Conrad, 54, has put many items out of his own collection gathered for decades on display.

“We’re not big and sexy like the Air Force museum because we do this on our own time and our own dime,” he said.

But today, he said, it’s “self-sustaining.”

“We get something (donated) from around the country pretty much every week,” he said. “Sometimes we get drive-by donations. Come to work in the morning and sometimes there’s a bag hanging on the door.”

Vietnam veteran Vincent R. Dec, 68, a former Marine, gave flight maps, pins, patches and bomber aircraft headphones his father-in-law had in the Army Air Forces in World War II.

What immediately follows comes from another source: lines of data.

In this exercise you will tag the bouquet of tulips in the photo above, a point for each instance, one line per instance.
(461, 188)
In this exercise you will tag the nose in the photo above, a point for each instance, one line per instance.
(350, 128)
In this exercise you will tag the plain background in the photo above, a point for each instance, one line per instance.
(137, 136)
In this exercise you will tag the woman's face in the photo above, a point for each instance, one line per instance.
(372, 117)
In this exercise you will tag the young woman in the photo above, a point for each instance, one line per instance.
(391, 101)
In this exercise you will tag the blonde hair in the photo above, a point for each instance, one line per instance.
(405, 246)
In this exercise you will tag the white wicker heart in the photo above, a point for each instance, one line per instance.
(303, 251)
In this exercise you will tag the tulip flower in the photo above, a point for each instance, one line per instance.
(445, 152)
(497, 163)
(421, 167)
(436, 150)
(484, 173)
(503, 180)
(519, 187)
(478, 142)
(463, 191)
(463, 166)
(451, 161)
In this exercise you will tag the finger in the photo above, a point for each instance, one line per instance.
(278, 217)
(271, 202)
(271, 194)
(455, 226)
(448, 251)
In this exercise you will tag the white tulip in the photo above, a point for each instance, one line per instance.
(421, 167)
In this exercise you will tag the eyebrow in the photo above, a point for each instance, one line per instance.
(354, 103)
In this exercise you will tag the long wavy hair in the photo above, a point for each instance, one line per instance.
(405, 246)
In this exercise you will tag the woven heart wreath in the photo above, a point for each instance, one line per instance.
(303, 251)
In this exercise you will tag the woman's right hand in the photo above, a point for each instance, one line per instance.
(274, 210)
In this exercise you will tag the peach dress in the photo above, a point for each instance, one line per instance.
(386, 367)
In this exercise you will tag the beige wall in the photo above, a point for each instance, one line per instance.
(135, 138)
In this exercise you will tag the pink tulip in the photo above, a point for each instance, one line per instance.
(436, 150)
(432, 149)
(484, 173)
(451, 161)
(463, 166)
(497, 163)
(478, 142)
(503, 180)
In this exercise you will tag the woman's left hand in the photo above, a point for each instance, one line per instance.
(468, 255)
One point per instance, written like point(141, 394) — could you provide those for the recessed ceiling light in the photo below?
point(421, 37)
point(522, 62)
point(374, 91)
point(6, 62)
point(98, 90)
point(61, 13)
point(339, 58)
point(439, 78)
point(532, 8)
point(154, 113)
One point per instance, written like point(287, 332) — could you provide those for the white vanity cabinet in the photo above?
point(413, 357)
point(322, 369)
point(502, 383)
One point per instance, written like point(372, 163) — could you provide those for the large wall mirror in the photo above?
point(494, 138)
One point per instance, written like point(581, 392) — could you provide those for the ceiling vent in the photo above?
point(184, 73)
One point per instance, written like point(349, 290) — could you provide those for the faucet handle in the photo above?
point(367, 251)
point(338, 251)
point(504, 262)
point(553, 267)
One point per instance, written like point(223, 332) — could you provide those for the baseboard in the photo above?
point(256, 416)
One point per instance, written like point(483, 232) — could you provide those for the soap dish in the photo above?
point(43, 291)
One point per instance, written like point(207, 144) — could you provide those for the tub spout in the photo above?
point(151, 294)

“I get emotional sometimes when I go through there,” said Dec, of Xenia. “I like military history and there’s a lot of history in there.”

Artifacts represent time in military service and faded memories, but those memories of war aren’t always bad, said Conrad, a veteran of the Persian Gulf War and a tour of duty in Bosnia.

“Those artifacts don’t necessarily evoke bad memories,” he said. “Like most military people, I remember some of the bad stuff. But the majority of things I think about are the people I served with, the good work that we did, some of the stupidly funny things that happen in the military. In addition to helping preserve history, we’re helping people get back to the memories that they recall that time with fondness.”